I asked, ‘What was the second reason?’
Matthew took a breath, and when he spoke it was as though I was hearing his real voice for the first time. ‘Cate, I’d like to go out with you properly. No big lie getting in the way.’
‘Go on.’
‘I want you to be part of my life. I want to be able to tell you what I’m doing, what I’m thinking, who was on the other end of the phone. I know it’s a tall order, but do you think we could possibly start again?’
‘From the beginning?’
‘Da capo.’
We were stopped at a red light. I reached across and took his hand, turned to meet his glistening eyes. The rope of meaning tautened. His hand was warm – real. We smiled at each other, carefully.
I said, ‘I’m glad you joined the choir. I’m glad I know you.’
The light turned green; I moved forward. We were nearly home.
Acknowledgements
THANKS TO MY agent, Zoë Waldie, for being the first industry professional to tell me that my book was worth publishing, for showing what needed to be done to improve it, and for guiding it surefootedly along its path. Thanks to my editor, Margaret Stead, for seeing past my ungainly draft to the novel I’d been hoping to write, and for holding me in the editorial crucible until the one had been transmuted into the other. Thanks to my copyeditor, Tamsin Shelton, for giving the text such thorough attention and for smoothing dozens of rough patches on which an unsuspecting reader might have snagged. (Copyeditors work to make themselves invisible. They should have their praises sung.)

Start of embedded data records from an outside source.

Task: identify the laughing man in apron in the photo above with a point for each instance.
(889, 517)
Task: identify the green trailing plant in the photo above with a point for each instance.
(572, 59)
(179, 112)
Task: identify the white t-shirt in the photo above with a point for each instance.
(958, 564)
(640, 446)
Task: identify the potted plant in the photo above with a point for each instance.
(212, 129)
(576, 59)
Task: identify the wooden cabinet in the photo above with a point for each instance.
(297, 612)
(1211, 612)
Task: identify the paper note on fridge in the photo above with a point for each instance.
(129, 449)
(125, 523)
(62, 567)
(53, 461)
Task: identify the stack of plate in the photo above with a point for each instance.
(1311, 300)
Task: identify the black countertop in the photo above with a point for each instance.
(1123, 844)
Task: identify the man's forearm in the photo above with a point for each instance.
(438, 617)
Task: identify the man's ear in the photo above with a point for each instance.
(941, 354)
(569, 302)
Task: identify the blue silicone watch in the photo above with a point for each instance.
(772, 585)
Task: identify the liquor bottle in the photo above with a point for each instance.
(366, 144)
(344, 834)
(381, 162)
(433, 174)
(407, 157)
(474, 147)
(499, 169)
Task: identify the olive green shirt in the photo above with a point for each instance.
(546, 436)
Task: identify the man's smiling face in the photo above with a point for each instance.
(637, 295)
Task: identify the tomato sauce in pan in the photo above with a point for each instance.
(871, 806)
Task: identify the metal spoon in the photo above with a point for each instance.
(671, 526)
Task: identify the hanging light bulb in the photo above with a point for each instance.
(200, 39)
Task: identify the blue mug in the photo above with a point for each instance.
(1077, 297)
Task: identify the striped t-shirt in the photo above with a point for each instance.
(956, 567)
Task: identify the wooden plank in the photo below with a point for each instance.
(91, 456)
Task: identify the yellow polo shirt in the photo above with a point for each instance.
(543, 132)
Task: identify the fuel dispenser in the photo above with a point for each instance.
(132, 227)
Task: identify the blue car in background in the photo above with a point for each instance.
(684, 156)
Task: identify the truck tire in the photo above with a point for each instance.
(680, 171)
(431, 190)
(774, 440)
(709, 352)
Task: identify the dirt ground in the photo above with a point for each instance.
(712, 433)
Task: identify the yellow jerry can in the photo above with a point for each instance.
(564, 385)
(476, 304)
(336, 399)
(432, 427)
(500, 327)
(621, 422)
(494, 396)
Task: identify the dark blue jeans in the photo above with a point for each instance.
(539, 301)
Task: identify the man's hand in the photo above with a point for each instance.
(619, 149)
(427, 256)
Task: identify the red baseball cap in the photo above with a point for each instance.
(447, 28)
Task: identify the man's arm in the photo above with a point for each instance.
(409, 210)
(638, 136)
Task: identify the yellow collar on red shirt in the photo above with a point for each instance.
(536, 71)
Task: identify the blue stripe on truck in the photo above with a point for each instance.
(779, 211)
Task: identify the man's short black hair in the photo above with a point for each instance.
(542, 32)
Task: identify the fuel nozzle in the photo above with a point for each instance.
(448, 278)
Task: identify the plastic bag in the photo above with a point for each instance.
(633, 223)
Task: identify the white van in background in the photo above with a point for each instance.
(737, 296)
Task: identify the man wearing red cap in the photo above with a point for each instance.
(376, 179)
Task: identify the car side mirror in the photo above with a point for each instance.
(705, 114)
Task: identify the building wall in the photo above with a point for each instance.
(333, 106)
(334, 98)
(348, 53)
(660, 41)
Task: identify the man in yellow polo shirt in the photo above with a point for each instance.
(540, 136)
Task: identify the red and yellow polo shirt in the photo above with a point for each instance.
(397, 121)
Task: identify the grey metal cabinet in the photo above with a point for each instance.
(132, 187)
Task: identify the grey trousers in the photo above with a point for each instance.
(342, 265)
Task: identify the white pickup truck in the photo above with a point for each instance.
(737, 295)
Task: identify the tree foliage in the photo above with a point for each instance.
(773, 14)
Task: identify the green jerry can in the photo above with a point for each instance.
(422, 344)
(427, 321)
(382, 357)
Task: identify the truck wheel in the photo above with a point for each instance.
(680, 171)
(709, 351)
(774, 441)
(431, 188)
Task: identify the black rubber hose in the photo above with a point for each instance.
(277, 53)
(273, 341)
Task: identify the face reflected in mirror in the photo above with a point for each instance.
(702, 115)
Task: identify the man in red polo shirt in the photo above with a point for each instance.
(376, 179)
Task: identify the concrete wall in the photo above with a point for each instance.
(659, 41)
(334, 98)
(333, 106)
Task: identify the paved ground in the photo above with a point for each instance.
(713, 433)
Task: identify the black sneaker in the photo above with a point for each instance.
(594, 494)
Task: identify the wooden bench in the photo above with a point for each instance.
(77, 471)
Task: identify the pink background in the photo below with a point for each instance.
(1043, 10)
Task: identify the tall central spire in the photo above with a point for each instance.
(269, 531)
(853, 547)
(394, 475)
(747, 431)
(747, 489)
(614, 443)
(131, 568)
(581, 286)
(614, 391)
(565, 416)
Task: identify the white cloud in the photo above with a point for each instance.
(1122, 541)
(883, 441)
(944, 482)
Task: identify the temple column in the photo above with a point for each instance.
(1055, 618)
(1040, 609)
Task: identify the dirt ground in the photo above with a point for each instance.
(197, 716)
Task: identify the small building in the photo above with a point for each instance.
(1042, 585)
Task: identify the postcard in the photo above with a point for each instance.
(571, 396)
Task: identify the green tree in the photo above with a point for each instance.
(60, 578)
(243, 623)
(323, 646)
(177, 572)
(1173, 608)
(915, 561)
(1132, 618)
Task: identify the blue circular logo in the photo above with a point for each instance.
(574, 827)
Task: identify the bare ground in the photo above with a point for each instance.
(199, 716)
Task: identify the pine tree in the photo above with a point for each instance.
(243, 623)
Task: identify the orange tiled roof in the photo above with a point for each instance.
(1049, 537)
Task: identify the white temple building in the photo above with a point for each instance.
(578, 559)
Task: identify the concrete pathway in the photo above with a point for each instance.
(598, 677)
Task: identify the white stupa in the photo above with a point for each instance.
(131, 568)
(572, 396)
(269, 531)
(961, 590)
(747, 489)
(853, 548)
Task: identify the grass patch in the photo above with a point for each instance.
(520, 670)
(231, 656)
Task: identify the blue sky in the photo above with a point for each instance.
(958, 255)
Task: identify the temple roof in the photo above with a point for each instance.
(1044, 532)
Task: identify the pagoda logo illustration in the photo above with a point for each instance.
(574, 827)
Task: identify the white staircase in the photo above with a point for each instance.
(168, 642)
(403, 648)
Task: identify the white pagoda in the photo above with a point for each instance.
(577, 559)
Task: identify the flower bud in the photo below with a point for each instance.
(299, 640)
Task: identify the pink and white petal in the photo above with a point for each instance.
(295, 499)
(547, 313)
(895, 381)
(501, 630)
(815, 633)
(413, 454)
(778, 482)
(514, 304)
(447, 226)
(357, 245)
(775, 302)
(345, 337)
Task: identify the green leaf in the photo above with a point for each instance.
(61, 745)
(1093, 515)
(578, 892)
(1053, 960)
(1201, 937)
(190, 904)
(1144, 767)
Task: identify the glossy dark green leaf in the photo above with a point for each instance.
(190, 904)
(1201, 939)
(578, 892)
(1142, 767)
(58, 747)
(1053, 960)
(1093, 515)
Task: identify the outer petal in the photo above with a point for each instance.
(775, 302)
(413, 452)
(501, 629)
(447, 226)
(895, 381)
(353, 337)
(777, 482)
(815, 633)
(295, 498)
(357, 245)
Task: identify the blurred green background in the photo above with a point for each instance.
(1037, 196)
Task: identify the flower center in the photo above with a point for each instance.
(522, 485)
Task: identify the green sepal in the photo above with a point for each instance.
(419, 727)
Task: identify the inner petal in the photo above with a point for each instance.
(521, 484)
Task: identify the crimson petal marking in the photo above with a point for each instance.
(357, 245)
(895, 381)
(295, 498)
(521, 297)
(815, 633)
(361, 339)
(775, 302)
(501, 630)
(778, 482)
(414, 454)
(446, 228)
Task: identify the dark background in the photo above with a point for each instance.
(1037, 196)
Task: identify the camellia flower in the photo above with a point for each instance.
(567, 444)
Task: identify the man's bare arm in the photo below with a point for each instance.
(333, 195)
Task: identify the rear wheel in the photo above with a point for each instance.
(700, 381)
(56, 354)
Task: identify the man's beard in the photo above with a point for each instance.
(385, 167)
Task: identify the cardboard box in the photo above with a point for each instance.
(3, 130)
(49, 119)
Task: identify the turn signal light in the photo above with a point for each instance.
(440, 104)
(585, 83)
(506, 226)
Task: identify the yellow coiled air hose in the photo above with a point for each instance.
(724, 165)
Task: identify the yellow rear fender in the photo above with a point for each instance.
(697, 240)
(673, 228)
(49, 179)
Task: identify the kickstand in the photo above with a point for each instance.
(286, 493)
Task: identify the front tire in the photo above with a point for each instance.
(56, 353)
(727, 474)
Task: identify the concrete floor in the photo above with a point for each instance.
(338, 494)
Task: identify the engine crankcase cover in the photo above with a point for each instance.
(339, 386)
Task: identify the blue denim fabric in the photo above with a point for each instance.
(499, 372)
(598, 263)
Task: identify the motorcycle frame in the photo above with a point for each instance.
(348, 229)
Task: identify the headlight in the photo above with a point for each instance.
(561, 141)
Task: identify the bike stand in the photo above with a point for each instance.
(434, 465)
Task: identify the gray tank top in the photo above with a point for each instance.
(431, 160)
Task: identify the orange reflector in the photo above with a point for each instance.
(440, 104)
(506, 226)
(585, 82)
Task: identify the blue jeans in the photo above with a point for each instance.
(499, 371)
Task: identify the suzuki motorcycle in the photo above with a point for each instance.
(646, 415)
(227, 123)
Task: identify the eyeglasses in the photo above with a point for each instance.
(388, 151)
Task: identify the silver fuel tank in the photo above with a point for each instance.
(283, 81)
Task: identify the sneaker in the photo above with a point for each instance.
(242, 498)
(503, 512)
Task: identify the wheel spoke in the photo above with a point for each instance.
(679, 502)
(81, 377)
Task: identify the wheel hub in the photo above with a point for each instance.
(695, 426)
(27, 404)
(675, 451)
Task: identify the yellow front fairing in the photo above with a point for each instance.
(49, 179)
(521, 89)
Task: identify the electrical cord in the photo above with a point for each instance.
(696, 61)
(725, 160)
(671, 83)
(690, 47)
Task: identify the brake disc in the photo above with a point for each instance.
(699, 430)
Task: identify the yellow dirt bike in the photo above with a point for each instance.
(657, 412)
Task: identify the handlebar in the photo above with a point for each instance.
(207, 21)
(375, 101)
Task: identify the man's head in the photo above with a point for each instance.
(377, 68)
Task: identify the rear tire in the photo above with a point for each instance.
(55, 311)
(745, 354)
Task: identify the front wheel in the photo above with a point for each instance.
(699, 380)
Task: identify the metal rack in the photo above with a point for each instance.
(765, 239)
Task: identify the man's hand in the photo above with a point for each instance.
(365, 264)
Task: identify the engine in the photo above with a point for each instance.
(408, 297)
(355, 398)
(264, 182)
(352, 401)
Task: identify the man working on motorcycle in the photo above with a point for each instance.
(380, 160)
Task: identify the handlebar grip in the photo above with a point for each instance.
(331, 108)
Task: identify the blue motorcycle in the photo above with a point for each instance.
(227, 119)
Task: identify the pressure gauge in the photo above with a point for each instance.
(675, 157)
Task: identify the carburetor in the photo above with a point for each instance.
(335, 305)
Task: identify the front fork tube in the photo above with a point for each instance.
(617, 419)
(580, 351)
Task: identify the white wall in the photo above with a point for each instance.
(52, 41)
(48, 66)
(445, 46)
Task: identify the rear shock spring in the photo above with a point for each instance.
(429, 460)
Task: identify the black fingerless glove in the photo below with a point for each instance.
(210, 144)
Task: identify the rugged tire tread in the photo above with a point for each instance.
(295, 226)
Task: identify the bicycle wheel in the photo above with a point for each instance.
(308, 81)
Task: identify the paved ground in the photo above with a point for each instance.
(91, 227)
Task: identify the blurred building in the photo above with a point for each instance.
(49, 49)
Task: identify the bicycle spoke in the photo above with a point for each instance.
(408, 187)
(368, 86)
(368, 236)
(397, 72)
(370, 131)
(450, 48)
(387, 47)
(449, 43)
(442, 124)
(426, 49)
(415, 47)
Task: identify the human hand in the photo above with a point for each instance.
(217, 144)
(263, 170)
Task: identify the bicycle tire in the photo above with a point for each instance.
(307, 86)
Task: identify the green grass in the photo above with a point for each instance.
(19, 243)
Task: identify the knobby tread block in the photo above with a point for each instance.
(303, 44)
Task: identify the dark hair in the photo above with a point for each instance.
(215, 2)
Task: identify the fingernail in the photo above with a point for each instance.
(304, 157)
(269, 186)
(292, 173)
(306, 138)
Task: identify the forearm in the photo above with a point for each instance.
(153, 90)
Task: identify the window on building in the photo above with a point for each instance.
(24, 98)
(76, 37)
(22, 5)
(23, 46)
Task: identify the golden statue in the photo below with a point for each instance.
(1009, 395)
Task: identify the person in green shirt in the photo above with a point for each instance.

Thanks to Anne Enright. You taught me, back in the last millennium, to grab the guts of a story and kick against cliché. More recently, you offered support both moral and practical (and always kind).
Thanks to Cormac Ó Cuilleanáin and Phyllis Gaffney, first for bringing me up to assume that I could tackle any creative project, and later for all your help with this one – not least that epic title-brainstorming session. (There were other parts in between. Thanks for those too.)
Thanks to Kay Murphy, for always being ready to discuss Irish history and identity, and for those afternoons you spent absorbing the children’s energy while I wrestled and raged away at my desk.
Thanks to everyone who read a draft for me – Órla Ní Chuilleanáin, Fionnuala Dillane, Helen Finch, Deirdre Ní Fhloinn and Barry McCrea (twice; you deserve a medal). Thanks to Iseult Fitzgerald and Gillian O’Brien for telling me about political and diplomatic logistics, to Aaron Gray for helping with some Belfast details and to Eoin Ó Cuilleanáin for a conversation about the Gaelic Athletic Association in County Louth. Thanks to the Mornington Singers – all of you, past and present – for inspiration, beauty, harmony and hilarity, and for allowing me to be a mole in your midst all these years. Thanks to the many, many people who weighed in on the internet when I had idiom queries. You are brilliant.
Thanks to Niall Murphy for your poet’s eye on my drafts, your bloodyminded belief in my ability to finish this thing, and your agreement (ongoing) to share with me the joyful freedom of true partnership.
Thanks to Oisín Ó Cuilleanáin and Fiachra Murphy for ensuring that The Living was not completed until I’d grown up all the way.